On August 2, 2011, as part of the fees and commissions payable to Arbuthnot, OPL and Strand Hanson for their respective roles in the Placing, Company has issued 12,558,307 warrants with an exercise price of £0.04 ($0.065) per share with terms ranging from 2 to 3 years. Of these warrants, 11,870,807 expired on August 2, 2013 and 687,500 expired on August 2, 2014.
Under the terms of SEDA-backed Loan Agreement in respect of Initial Advance in January 2012 Yorkville has been granted 15,000,000 warrants exercisable within 2 years with an exercise price of £0.018 ($0.028) per share.

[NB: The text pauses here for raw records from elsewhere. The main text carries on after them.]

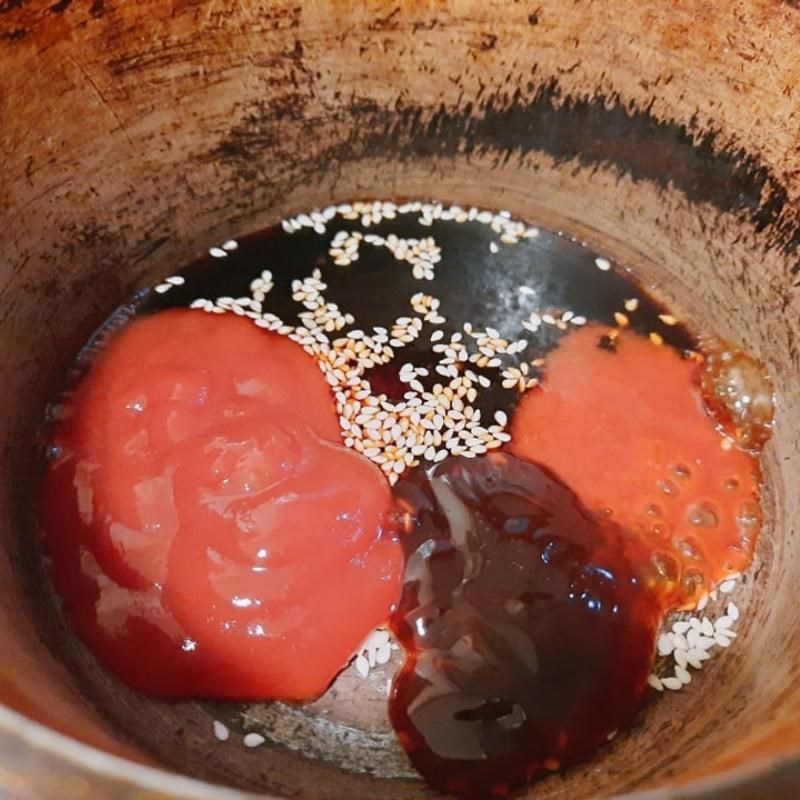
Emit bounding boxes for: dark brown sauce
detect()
[390,453,661,798]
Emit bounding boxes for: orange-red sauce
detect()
[510,326,761,608]
[42,310,403,700]
[390,326,771,798]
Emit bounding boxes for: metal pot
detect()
[0,0,800,800]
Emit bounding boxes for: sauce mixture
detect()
[390,453,661,797]
[42,310,402,700]
[510,326,761,608]
[41,203,773,797]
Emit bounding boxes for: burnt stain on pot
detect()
[209,77,800,274]
[0,0,22,14]
[0,28,28,42]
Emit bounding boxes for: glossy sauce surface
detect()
[390,453,661,798]
[42,310,402,700]
[510,326,761,608]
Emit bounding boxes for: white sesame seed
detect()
[672,620,692,633]
[214,719,231,742]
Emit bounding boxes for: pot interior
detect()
[0,0,800,800]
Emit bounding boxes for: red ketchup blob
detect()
[41,310,403,700]
[390,453,661,798]
[509,326,766,608]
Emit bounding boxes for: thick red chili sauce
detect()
[42,310,403,700]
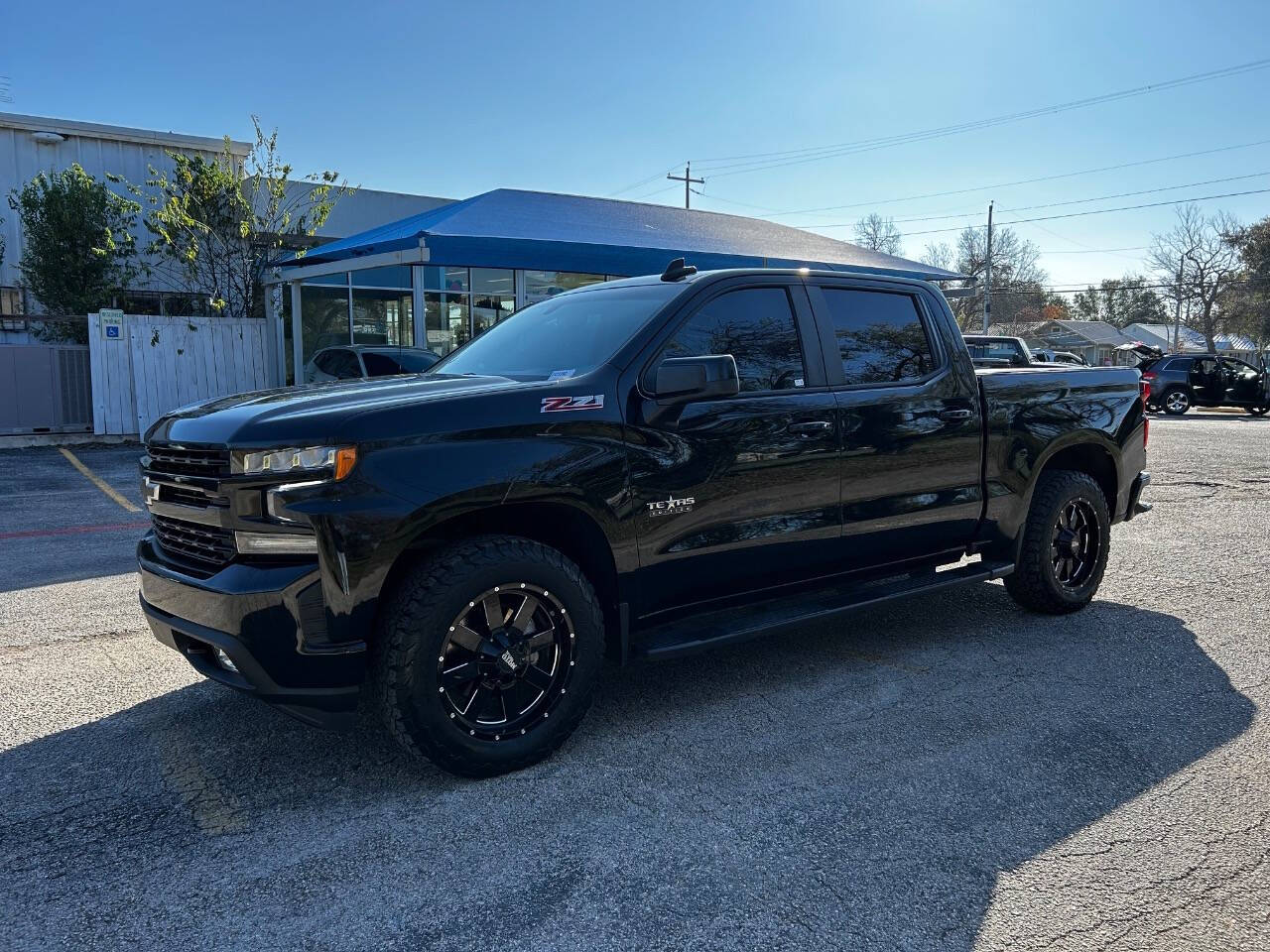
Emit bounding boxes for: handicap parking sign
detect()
[98,308,123,340]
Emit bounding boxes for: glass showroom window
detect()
[350,266,414,346]
[300,272,352,364]
[471,268,516,336]
[525,272,604,304]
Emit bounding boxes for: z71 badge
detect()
[648,496,698,516]
[539,394,604,414]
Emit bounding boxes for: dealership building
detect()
[0,113,957,385]
[271,189,957,380]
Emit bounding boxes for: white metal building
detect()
[0,113,450,316]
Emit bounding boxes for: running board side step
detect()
[631,561,1015,657]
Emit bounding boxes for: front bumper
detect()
[1124,471,1152,522]
[137,534,366,727]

These warrants expired on January 31, 2014.
The change in the fair value of the warrants results in derivative income of $0.0 million for 2014 and 2013. The Company determined the fair value of these warrants as of December 31, 2013 using the following assumptions: risk-free interest rates ranging from 0.09% to 0.12%, expected volatilities ranging from 48.41% to 85.69%, no expected dividend yield and terms ranging from 0.08 years to 0.59 years.
4. Directors' Remuneration and Related Party Transactions
No remuneration was received by each director in his capacity of director of the Company during the 2014 financial year.
In conjunction with an ongoing consulting agreement, a director of the Company received consulting fees for the years ended December 31, 2014 and 2013 of $275,000 and $275,000, respectively.
Additionally the Company entered into a series of Notes Payable with two of the Company's officers. During 2013, $5.2 million in principal was borrowed. During 2014, the Company borrowed an additional $2.1 million in principal.
5. Subsequent Events
In April 2015, the Company raised $1.3 million through a draw down on the Standby Equity Distribution Agreement ("SEDA") with YA Global Master SPV Ltd. and issued 88,497,626 new ordinary shares of $0.00004 each in the Company. The proceeds have been used to repay the Company's outstanding corporate debt under the terms of the SEDA-Backed Loan Agreement entered into with YA Global Master SPV Ltd.
In May 2015, the Company successfully completed an equity fund raising initiative of GBP 2.8 million (approximately $4.3 million) by way of subscription for 350,000,000 new ordinary shares of $0.00004 each with certain institutional investors. Simultaneously the Company's authorized share capital has been increased to 4,350,000,000.
Events occurring after December 31, 2014 were evaluated through June 29, 2015, the date this report was available to be issued, to ensure that any subsequent events meeting the criteria for recognition or disclosure were included.
6. Posting of the Annual Report and Accounts
The Company's Annual Report and Accounts will be distributed to all shareholders via the Company's website, www.fronteraresources.com.